The original reverse of the Draped Bust Quarter featured the same design that had been introduced on the half dollars and silver dollars of 1794. An eagle appears with wings spread, placed within a field free from other parts of the design. A wreath surrounds, with UNITED STATES OF AMERICA around the periphery of the coin. No denomination is given, as was the case with all other early American coins.
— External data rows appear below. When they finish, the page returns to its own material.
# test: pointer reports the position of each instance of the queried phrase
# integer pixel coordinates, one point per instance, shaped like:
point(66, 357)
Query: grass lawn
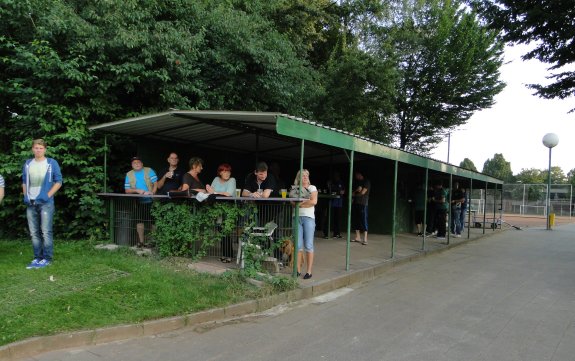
point(85, 288)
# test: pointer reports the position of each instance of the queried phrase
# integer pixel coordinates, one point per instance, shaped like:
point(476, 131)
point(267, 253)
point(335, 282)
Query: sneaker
point(43, 263)
point(33, 264)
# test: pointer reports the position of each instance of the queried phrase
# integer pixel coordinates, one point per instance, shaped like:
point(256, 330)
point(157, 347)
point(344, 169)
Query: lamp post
point(549, 140)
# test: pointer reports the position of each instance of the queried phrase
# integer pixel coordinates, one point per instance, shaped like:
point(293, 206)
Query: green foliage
point(448, 68)
point(498, 167)
point(546, 24)
point(530, 176)
point(185, 229)
point(571, 177)
point(468, 164)
point(396, 74)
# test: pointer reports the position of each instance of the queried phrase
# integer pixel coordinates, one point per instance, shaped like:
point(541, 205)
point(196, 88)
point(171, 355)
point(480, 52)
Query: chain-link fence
point(531, 199)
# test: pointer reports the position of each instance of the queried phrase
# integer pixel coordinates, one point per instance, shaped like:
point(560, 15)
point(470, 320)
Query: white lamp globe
point(550, 140)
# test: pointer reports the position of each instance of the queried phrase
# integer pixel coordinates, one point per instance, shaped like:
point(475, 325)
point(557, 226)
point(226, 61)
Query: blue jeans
point(306, 231)
point(40, 218)
point(456, 226)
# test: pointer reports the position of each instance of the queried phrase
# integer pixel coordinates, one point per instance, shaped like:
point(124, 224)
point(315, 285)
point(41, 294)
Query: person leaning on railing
point(260, 184)
point(1, 189)
point(141, 180)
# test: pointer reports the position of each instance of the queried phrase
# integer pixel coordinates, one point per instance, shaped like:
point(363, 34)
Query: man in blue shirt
point(143, 181)
point(41, 179)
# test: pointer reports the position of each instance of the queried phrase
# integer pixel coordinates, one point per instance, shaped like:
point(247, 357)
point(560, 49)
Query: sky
point(516, 124)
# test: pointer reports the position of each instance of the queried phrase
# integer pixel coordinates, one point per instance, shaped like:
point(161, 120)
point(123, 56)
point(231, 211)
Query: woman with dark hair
point(224, 184)
point(191, 179)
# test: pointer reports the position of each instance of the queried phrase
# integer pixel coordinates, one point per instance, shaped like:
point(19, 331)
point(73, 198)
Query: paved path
point(510, 296)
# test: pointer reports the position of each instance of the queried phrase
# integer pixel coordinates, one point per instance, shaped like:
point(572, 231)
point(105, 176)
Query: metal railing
point(130, 214)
The only possibility to make the distinction between the various denominations was through the size of the coin, and in some instances the edge.

Production of the first reverse type occurred for only a single year in 1796. Further minting of the denomination did not occur until 1804, when a different reverse design was introduced. The obverse was not altered, except for the number of stars, which was reduced to thirteen. The new reverse, designed by Robert Scot, was completely different in appearance than the original.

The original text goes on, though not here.